Action: Install the ComfyUI server via Docker (requires GPU): Bash

docker run -d –gpus all -p 8188:8188 –name comfyui –restart always -v C:/ComfyUI/models:/app/models -v C:/ComfyUI/output:/app/output ghcr.io/comfyui/comfyui:latest

Integrate to SillyTavern: Enable the Image Generation Extension and set the API Endpoint to http://localhost:8188.

Volume Path Warning: The paths starting with C:/ in the command above are for users running Docker Desktop directly on Windows. If you are using WSL, replace C:/ComfyUI/models with a Linux path (e.g., /mnt/c/ComfyUI/models to access your Windows drive or a Linux path like ~/comfyui/models). Failure to correctly specify this path will result in the container not being able to find your models.

3. Advanced Companion Features

Feature	Description	Action
Secure Remote Access	Tailscale: Creates a private, encrypted network for remote access.	Install the Tailscale client on your main AI computer. (This is where the Tailscale link will be placed).
VRM/3D Model Support	SillyTavern supports VRM files (created via VRoid Studio or Ready Player Me) for 3D character avatars using the VMC protocol.	Upload the VRM file to your character card. Tracking can be handled via VTuber Studio.
Lorebooks / World Data	Knowledge databases in SillyTavern that auto-inject details only when relevant keywords are triggered.	Use the SillyTavern interface to set up new Lorebook entries for complex characters or worldbuilding.

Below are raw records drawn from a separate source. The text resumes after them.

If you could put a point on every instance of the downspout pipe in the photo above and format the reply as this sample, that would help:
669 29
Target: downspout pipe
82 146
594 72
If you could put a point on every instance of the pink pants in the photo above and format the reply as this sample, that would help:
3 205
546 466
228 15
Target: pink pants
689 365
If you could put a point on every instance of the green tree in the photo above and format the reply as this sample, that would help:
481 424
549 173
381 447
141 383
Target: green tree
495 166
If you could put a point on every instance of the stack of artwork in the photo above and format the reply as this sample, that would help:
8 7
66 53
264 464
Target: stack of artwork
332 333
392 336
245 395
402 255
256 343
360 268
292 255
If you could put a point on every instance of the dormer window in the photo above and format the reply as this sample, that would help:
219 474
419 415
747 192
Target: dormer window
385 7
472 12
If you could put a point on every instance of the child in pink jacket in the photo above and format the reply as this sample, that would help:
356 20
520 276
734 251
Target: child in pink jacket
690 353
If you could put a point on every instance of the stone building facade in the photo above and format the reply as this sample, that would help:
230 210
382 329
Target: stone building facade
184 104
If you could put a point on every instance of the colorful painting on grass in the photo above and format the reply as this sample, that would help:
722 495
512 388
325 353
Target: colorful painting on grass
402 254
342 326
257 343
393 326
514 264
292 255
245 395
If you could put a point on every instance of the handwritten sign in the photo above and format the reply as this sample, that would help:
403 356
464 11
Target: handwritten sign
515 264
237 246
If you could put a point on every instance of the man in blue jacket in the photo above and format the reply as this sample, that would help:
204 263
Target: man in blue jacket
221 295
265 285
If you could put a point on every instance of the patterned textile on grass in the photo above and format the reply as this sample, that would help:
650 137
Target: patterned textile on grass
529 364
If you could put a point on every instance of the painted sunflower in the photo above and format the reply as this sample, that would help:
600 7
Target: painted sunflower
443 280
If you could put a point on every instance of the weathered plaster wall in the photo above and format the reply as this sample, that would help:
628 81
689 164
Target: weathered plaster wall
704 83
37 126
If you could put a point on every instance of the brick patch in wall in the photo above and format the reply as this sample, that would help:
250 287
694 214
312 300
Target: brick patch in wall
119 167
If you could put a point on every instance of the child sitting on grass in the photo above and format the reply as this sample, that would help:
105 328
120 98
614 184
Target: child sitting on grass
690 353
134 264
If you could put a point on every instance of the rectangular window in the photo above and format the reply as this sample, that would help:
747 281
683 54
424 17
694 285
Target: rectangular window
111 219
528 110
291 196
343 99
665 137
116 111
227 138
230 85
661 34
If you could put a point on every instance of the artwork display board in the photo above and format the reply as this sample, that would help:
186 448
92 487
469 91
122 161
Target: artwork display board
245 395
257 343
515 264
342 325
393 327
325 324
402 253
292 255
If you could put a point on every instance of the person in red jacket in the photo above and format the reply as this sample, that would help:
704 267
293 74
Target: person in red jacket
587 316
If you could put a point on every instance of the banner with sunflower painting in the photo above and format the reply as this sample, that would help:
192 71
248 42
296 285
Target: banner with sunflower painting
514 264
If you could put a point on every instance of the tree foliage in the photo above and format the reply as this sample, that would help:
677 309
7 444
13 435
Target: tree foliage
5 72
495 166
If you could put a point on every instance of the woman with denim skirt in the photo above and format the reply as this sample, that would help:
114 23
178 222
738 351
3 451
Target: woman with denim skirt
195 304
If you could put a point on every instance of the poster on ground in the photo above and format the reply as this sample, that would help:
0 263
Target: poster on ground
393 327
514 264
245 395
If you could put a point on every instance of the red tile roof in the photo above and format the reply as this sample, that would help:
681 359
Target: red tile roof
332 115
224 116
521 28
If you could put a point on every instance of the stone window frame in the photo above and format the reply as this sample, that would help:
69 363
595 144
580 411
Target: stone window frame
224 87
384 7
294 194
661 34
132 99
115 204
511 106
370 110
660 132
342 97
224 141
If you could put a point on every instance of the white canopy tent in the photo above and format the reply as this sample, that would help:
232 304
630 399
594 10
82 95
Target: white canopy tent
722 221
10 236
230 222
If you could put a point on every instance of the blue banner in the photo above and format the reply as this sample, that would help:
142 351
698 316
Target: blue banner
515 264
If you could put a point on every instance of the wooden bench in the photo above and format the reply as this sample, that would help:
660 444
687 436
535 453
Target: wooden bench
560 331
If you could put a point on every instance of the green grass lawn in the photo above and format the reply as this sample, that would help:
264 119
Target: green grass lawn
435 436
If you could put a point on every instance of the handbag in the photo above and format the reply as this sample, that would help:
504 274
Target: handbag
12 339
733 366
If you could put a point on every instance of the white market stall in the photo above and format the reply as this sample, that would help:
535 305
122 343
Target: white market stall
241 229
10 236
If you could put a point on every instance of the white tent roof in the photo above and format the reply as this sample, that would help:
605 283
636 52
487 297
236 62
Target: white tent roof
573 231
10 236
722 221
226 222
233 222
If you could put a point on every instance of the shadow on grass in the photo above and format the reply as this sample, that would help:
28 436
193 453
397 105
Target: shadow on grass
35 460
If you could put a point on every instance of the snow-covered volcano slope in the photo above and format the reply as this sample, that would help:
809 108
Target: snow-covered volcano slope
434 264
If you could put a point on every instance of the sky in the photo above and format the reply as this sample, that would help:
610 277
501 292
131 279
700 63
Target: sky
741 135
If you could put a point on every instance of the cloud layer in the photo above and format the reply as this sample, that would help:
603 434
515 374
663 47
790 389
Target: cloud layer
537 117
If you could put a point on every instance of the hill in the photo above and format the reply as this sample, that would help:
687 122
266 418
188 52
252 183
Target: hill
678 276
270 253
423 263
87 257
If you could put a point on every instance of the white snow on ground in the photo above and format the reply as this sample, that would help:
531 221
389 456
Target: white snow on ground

4. Critical Safety Checkpoint Before Remote Access

Before you enable remote access, you must confirm that you have completed:

Foundational Security & Hygiene (Section C): All steps (DNS filtering, antivirus, and the password manager ad blockers) must be active.
Tailscale Installation: You must use Tailscale for a secure, peer-to-peer connection. Never use standard, unsecured port forwarding.